— Да, но закончится это все равно быстрее, чем нам нужно, — так же тихо откликнулся Див, корчась от боли и выковыривая кусок пемзы, застрявший между отростками его «ног». — А, вот так — лучше!
— Мы не справимся. Нужны еще руки. Мы этот камень год будем тащить.
— А мне какая разница? — Див почесал ногу.
— Да мне тоже никакой. Но у них-то все распланировано. Слишком частые перерывы привлекут внимание. А отвечать придется нам.
Они оба понимали, о чем речь. Хани втолкнул поглубже высунувшийся было из левого бока край черной сферы. Души называли ее «Бременем». Чем больше они выдыхались, тем больше раздражались надсмотрщики, отчего сфера начинала причинять мученикам все более острую боль.
— Да наплевать, — проворчал Див, но Хани понимал, это — всего лишь ленивая бравада и ничего больше.
Хани подумал, стоит ли обсуждать то, что так и просилось сорваться с языка. Было опасно посвящать в свои секреты кого-либо, последствия могли оказаться полной неожиданностью. Но что-то заставляло его поделиться этим, донести до других полученное им послание.
— Помнишь, я о своих видениях рассказывал?
— Попробуй не запомнить! Все знают, когда они у тебя бывают. Что, все чаще посещают?
Хани почувствовал тревогу: если все так очевидно для душ, не знают ли о его тайне и надсмотрщики?
— Пожалуй… Я, кажется, знаю, откуда они.
Смахнув пепел с заживающих рук, Хани полез в разрез в правом боку — туда, где под ребрами образовался маленький карман из плоти. Нервно перевел взгляд с Дива на демона-надсмотрщика и обратно. Тут лучше никому ничего не показывать. Душа эта — далеко не из самых умных, но и не самая тупая. В Аду ум — штука редкая, и он — настоящее несчастье, увеличительное стекло для страданий и потерь, усугубляющее боль, смягченную для тупых их неспособностью понять. Большинство душ здесь, как давным-давно заметил Хани, пребывало в каком-то постоянном трансе, словно под толстым покровом отупения. Ему повезло оказаться другим. А может, в этом-то всегдашняя удача от него, наоборот, отвернулась.
Хани приподнял руку и уставился на зажатый в ней предмет. И сразу вспомнил, как стал владельцем этой вещи. Он плелся тогда с рабочей командой по улице Огненных Слез. Вокруг было множество прохожих. А она шла навстречу — одна, одетая в необычно бледные и гладкие выдубленные дорожные шкуры. Они встретились глазами, и она, явно специально столкнувшись с ним, впихнула в его ладонь эту вещицу. Сначала он опешил, а потом страшно испугался. И стал украдкой смотреть по сторонам, желая убедиться, что никто ничего не заметил.
Какое-то время он потом шел, не отваживаясь взглянуть, что у него в руке. Когда же наконец улучил момент и посмотрел, то чуть не задохнулся. И нервно выругался. Это была изысканно выполненная костяная фигурка прекрасной женщины с птичьими лапами вместо ступней. Точеные черты лица, совершенные отполированные груди, даже крохотные чешуйки на ногах — все было сделано с невероятной тщательностью. Кто это? И почему именно он стал обладателем этого изображения?

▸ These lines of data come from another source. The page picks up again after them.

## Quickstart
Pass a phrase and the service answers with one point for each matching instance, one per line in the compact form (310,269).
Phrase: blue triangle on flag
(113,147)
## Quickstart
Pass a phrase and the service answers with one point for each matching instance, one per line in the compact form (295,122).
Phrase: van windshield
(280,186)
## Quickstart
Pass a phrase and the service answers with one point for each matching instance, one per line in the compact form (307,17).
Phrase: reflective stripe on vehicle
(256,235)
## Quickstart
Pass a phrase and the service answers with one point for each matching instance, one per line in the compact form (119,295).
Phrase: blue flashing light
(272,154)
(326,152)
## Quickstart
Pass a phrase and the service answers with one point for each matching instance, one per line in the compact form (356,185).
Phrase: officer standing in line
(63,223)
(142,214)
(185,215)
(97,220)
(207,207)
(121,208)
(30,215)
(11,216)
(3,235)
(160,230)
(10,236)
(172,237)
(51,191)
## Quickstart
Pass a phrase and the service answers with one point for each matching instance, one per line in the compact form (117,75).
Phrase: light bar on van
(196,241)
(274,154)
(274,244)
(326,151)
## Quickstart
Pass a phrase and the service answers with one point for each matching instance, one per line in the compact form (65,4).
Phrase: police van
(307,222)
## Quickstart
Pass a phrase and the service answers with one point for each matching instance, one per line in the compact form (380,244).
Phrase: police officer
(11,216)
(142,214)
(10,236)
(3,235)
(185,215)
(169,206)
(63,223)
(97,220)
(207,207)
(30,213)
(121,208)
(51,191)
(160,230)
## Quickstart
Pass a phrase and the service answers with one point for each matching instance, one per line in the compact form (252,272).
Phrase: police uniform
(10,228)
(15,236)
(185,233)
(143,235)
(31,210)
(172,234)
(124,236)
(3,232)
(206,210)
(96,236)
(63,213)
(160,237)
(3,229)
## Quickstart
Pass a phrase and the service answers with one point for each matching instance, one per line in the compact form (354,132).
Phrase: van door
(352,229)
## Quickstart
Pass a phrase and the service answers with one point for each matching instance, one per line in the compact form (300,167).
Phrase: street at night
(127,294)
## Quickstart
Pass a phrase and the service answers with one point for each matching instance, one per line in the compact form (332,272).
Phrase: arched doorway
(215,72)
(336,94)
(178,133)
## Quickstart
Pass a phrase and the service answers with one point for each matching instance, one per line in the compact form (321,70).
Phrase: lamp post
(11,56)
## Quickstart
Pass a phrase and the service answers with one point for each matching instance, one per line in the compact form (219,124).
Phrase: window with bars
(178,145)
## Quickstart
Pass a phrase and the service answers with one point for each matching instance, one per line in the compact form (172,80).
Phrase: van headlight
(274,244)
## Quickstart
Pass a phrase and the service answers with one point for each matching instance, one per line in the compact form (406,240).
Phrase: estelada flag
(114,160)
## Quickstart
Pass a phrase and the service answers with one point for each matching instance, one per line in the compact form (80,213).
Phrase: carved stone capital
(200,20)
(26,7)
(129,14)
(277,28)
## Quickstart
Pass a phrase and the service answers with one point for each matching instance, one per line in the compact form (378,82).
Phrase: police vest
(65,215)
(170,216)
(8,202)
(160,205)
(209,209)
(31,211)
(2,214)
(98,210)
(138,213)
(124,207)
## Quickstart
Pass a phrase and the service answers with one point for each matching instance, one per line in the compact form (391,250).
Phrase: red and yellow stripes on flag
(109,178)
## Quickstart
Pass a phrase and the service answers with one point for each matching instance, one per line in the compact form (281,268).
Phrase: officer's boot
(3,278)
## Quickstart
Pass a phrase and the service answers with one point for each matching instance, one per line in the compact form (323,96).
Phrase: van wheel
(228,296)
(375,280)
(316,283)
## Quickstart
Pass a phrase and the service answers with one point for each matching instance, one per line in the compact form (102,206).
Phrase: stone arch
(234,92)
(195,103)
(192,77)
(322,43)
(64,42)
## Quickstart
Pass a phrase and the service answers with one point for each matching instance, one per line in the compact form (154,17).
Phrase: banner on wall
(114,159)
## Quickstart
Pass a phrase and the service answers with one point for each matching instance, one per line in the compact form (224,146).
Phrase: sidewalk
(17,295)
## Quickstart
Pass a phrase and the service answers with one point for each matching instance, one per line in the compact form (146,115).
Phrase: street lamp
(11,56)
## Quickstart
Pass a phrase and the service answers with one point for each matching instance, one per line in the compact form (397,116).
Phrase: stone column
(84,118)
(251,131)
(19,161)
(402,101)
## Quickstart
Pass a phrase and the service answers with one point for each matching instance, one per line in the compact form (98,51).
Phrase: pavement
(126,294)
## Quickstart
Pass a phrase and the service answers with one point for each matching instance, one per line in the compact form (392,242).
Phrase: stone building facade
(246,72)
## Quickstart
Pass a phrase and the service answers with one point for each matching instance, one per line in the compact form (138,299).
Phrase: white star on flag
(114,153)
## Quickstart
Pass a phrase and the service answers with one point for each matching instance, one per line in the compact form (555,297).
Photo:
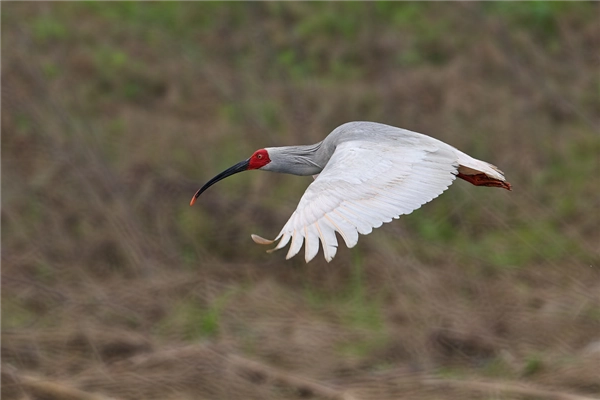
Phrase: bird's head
(257,160)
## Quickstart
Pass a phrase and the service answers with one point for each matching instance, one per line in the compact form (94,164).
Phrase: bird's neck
(296,160)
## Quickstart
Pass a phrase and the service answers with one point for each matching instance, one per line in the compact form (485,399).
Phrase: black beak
(239,167)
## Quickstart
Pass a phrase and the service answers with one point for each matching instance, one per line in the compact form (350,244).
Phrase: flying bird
(366,173)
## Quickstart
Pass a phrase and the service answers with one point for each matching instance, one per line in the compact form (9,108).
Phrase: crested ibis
(366,173)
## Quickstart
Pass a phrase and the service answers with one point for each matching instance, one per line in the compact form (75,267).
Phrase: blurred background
(114,113)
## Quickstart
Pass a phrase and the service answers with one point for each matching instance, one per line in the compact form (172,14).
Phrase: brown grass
(112,287)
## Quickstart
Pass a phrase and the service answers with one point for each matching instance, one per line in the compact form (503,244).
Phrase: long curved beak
(239,167)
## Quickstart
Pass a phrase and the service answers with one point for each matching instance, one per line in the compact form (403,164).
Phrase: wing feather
(364,185)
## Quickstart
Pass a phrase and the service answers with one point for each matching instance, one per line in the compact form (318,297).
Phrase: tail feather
(480,173)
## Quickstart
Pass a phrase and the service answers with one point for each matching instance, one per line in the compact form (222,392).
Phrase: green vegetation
(114,113)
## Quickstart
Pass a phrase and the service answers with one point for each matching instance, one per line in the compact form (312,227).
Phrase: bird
(366,174)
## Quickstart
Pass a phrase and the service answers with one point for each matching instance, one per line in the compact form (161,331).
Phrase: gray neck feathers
(296,160)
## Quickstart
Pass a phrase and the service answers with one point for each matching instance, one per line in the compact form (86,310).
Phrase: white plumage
(369,174)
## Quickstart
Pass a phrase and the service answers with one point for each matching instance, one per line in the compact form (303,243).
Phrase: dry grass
(112,287)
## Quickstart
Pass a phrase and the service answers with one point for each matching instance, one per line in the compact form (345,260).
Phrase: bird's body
(368,174)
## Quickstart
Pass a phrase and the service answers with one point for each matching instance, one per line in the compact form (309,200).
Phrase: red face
(259,159)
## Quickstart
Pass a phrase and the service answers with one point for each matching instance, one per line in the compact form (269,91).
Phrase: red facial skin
(259,159)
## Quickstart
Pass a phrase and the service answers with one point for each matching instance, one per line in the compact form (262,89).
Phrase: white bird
(368,174)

Подобные вопросы тревожили его все чаще с тех самых пор, как во время работы в его сознании стали прихотливо виться странные образы. Все началось с видения лица — белого, цвета отполированной кости, такого красивого и спокойного, с легким намеком на улыбку. Потом эти мимолетные видения все больше расцветали, преследовали Хани целыми днями, отвлекая, порой подставляя под удары надсмотрщиков. Сквозь мерзость реальности он видел образ своей Белой Госпожи — так он ее назвал — в странном просторном зале. Она сидела между двумя жуткого вида безглазыми чудовищами, окруженная бесчисленными коленопреклоненными душами. Где она, что за звери рядом? А души? И почему сам он стоит среди них, не преклоняя колен? Он хочет опуститься перед ней, повинуясь восторгу обожания, любви, но что-то мешает, не дает отдаться этому полностью. Однажды Хани так расстроился из-за этого, что, когда никто не видел, смочил кончики пальцев своими слезами и втер их в фигурку, воздав ей молчаливую хвалу.
Была в этих видениях еще одна особенность, которую он объяснить не мог, — нечто за пределами этого странного послания надежды. Дело в том, что они вселяли в него невероятное чувство… уверенности в себе. Хани тогда думал, есть ли еще более неподходящее ощущение для души в Аду. И эти чувства стали преследовать его именно после появления маленькой костяной фигурки. После многих веков одуряющей разум монотонности новые чувства захватили его полностью.